Blair incident sullies image of profession

PACKET EDITORIAL, May 16

By: Packet Editorial
   There isn’t a newspaper in America today that isn’t looking at itself in the proverbial mirror and asking: Could a Jayson Blair happen here?
   A Jayson Blair, for anyone who may have just emerged from five days in a cave, is the new shorthand for an elaborate hoax — pulled off by one remarkably imaginative but thoroughly unscrupulous reporter — that has the effect of not only tarnishing the image of the paper he worked for but undermining the credibility of the entire profession.
   The revelation that Mr. Blair succeeded in consistently filing made-up stories, quoting sources he never interviewed or met, reporting on events he never attended, lifting entire paragraphs from stories in other papers, submitting phony expense vouchers and otherwise defrauding the editors — and, ultimately, the readers — of The New York Times is astonishing.

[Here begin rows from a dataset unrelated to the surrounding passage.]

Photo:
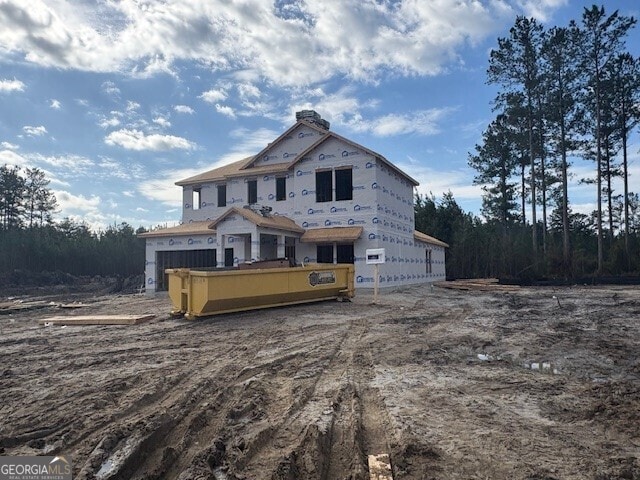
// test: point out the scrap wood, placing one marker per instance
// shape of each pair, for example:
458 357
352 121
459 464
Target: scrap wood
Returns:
97 320
480 284
72 305
380 467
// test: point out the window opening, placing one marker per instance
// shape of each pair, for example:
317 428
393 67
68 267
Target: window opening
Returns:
252 191
222 195
196 198
228 257
323 186
344 184
344 253
281 188
324 253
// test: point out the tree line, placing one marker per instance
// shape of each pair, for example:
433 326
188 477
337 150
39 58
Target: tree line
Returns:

   It is all the more astonishing to those of us in the profession who are out there gathering information and writing articles every day. To anyone who has performed these tasks, it’s apparent that Mr. Blair had to invest as much time and energy weaving the elaborate web necessary to carry out his deception as it would have taken to actually cover the events he didn’t bother to cover and interview the people he never bothered to interview.

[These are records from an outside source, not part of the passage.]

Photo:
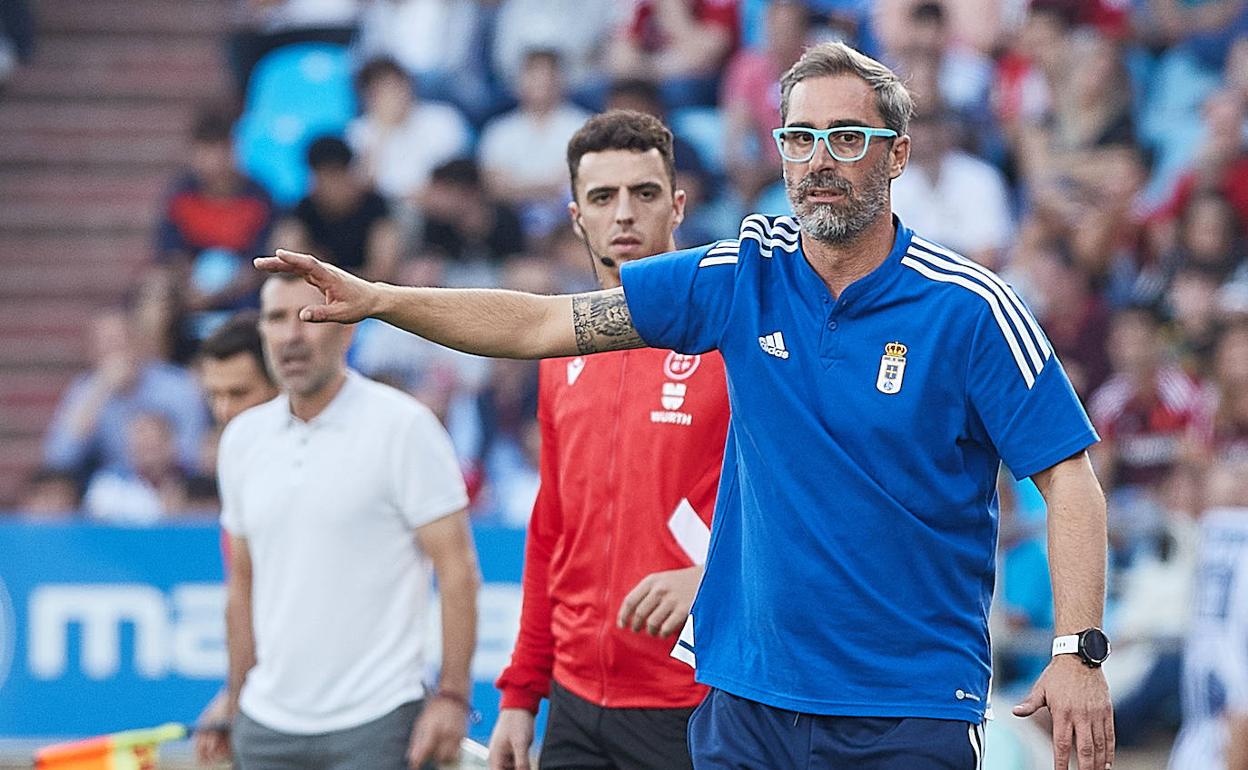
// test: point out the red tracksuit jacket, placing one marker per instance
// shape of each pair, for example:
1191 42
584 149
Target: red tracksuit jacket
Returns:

   This is just one of the elements that make this story so fascinating: Why go to such extraordinary lengths to be deceitful when it would have been just as easy to be honest? And this wasn’t just a one-shot deal, like Janet Cooke pulled at The Washington Post when she won the Pulitzer Prize for a story about a drug-addicted youngster who turned out not to exist. This was a painstaking pattern of deception — in assignment after assignment — over an extended period. Tempted though we may be to speculate about the motivation behind this sort of subterfuge, we’ll leave the analysis of this particular pathology to the behavioral experts — and, perhaps, a later editorial.

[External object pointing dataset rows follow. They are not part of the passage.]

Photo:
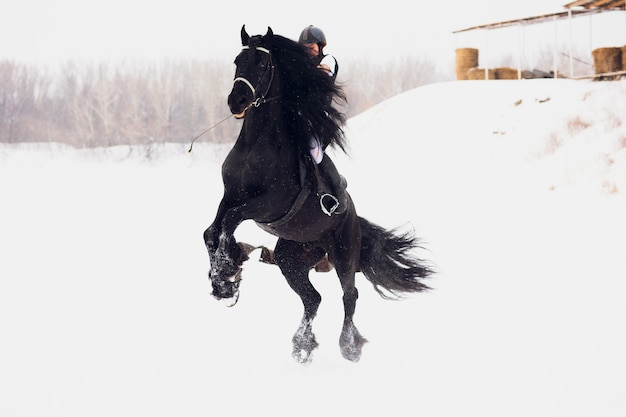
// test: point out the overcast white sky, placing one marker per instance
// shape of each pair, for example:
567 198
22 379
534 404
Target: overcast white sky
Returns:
48 31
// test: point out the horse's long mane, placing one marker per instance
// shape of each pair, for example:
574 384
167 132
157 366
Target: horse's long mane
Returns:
308 94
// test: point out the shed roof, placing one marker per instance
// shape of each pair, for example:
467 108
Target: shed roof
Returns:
576 8
598 4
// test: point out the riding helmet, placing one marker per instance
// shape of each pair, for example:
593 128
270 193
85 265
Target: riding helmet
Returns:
312 34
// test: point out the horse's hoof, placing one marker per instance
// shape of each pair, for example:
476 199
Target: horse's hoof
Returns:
302 356
351 343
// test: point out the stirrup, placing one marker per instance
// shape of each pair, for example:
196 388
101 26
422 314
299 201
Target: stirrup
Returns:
334 206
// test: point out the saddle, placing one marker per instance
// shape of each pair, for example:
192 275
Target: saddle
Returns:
330 190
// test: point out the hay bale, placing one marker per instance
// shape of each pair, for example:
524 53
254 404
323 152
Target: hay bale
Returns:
466 58
607 59
479 74
505 73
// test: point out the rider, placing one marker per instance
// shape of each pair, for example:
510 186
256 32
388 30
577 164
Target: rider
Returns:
314 40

   Another fascinating element is Mr. Blair’s race. He’s an African American, and the top management at The Times was evidently willing to overlook a string of red flags that got placed in his personnel file — including a straightforward plea from one editor that the paper stop running Mr. Blair’s stories — in the interest of promoting diversity in the newsroom. Tempted though we may be to weigh in on this highly charged issue, we’ll leave the analysis of The Times’ decision to the affirmative-action experts — and, perhaps, a later editorial.
   In our own world of journalism, the biggest element here is the damage this incident has caused not just to The Times but to all newspapers — and, by extension, to all media. This is an industry that is built on credibility and already has more than its share of critics; we tend to rank somewhere slightly above used-car salesmen and state legislators but way down below teachers, doctors and a host of other professions in terms of public trust. If The New York Times, widely regarded as the nation’s newspaper of record, can’t even control the ethical conduct of its own reporters, how can any of us put ourselves forward as exemplars of credibility?
   There is one advantage, it turns out, in community journalism. If one of our reporters files a story about a school board or planning board or shade tree commission meeting he or she didn’t actually attend, we’re pretty likely to hear about it — since our reporter usually accounts for anywhere from 25 percent to 100 percent of the audience at one of these meetings. This offers us some momentary solace in the wake of the Blair affair, though not a whole lot of comfort about the current condition of our civic life.
   But that, too, is a subject best left to a later editorial.